At least there is a simple result for the case $f(x)=e^{tx}$. Under suitable conditions, we have $$ {\rm corr}(X,e^{tX} ) = \frac{{{\rm E}[Xe^{tX} ] - \mu _X {\rm E}[e^{tX} ]}}{{\sigma _X \sqrt {{\rm E}[e^{2tX} ] - {\rm E}^2 [e^{tX} ]} }} = \frac{{m'_X (t) - \mu _X m_X (t)}}{{\sigma _X \sqrt {m_X (2t) - m_X^2 (t)} }}, $$ where $m_X (\cdot)$, $\mu_X$, and $\sigma^2_X$ denote the moment-generating function, the expectation, and the variance of $X$, respectively.

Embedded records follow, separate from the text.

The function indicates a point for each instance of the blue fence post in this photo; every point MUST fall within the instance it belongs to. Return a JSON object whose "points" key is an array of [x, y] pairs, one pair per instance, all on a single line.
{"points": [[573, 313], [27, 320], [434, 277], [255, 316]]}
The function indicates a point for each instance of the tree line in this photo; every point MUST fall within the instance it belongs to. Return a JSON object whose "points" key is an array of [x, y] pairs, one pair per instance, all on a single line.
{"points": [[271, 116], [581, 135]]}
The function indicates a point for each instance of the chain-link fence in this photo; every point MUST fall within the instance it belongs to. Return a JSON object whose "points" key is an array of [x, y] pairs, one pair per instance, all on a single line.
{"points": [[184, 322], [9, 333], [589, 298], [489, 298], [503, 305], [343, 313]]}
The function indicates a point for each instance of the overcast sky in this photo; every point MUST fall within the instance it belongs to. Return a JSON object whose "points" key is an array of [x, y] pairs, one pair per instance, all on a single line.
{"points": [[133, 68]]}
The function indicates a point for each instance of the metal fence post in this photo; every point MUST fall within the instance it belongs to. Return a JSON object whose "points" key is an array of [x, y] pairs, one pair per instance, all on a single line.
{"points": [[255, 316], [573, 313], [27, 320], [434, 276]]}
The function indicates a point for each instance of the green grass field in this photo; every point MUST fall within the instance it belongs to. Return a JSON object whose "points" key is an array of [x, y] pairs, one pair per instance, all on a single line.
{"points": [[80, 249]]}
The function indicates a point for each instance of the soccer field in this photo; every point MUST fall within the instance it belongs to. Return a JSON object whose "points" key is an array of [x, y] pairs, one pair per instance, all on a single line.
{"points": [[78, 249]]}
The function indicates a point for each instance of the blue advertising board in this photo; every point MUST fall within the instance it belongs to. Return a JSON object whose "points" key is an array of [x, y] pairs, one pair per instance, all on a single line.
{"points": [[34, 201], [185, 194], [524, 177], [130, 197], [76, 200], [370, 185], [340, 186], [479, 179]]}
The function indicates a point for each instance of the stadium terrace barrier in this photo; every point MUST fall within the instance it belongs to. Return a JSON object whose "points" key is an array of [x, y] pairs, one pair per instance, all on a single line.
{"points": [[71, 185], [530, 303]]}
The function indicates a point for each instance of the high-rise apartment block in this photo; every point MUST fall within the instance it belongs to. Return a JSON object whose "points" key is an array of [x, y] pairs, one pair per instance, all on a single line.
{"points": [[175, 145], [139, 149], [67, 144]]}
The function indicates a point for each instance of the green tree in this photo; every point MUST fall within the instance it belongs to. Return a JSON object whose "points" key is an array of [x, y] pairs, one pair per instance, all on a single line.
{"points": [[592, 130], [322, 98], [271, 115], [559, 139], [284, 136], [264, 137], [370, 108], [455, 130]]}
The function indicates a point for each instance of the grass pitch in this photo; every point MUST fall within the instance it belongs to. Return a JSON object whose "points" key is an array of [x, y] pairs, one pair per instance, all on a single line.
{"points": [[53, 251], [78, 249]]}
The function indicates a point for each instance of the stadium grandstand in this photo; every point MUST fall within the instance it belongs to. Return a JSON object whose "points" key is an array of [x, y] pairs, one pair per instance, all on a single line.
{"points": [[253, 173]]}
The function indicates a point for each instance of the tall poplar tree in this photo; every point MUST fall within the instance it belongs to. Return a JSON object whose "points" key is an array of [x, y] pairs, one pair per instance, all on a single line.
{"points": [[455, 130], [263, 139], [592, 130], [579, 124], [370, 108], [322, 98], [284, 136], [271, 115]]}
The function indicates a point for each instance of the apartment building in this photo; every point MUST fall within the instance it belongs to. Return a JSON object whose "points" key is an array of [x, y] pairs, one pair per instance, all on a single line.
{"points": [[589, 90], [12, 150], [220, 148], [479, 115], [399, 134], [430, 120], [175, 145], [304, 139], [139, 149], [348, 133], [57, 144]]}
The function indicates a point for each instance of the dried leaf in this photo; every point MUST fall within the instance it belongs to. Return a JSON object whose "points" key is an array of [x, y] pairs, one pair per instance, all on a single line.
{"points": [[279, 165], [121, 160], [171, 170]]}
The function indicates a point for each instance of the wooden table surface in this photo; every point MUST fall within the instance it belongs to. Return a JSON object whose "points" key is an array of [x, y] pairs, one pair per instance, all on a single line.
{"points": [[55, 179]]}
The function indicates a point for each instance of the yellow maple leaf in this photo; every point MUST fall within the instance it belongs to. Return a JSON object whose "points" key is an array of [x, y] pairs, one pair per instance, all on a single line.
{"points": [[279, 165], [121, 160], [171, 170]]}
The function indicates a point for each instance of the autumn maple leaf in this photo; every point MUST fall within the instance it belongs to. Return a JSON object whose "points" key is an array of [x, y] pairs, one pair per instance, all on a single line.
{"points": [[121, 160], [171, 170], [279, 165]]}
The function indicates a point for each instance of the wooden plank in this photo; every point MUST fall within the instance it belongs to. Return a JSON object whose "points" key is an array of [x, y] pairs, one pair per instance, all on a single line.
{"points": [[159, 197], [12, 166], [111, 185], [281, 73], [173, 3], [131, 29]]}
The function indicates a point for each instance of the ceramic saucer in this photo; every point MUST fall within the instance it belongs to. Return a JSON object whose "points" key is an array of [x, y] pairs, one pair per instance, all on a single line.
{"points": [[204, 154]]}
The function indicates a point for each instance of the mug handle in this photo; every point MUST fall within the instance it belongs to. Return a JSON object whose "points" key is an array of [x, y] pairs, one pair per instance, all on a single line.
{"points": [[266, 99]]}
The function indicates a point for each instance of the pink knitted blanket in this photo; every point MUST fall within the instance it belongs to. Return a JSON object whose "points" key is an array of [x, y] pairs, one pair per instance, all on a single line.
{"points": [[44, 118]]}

For example, for $X$ exponential with mean $1/\lambda$ (hence $m_X (\tau) = \frac{\lambda }{{\lambda - \tau}}$, $\tau \lt \lambda$, $\sigma_X = 1/\lambda$), this yields $$ {\rm corr}(X,e^{tX} ) = \frac{{\lambda t}}{{(\lambda - t)^2 \sqrt {\frac{\lambda }{{\lambda - 2t}} - (\frac{\lambda }{{\lambda - t}})^2 } }} , \;\; t \in ( - \infty ,\lambda /2)\backslash \lbrace 0 \rbrace . $$ (Using ${\rm E}[X^n] = n!/\lambda^n$, we can also find that ${\rm corr}(X,X^n) = \frac{n}{{\sqrt {{2n \choose n} - 1} }}$.) Note that $\lim _{t \to 0 \pm } {\rm corr}(X,e^{tX} ) = \pm 1$ and $\lim _{t \uparrow \lambda /2} {\rm corr}(X,e^{tX} ) = 0$. (For the former, consider $e^{tX} \approx 1 + tX$.)
The general formula for ${\rm corr}(X,e^{tX} )$ may help you reach some conclusion. In particular, note that the functions $f(x)=e^{tx}$ and $m_X (t)$ are often closely related, see here, for example.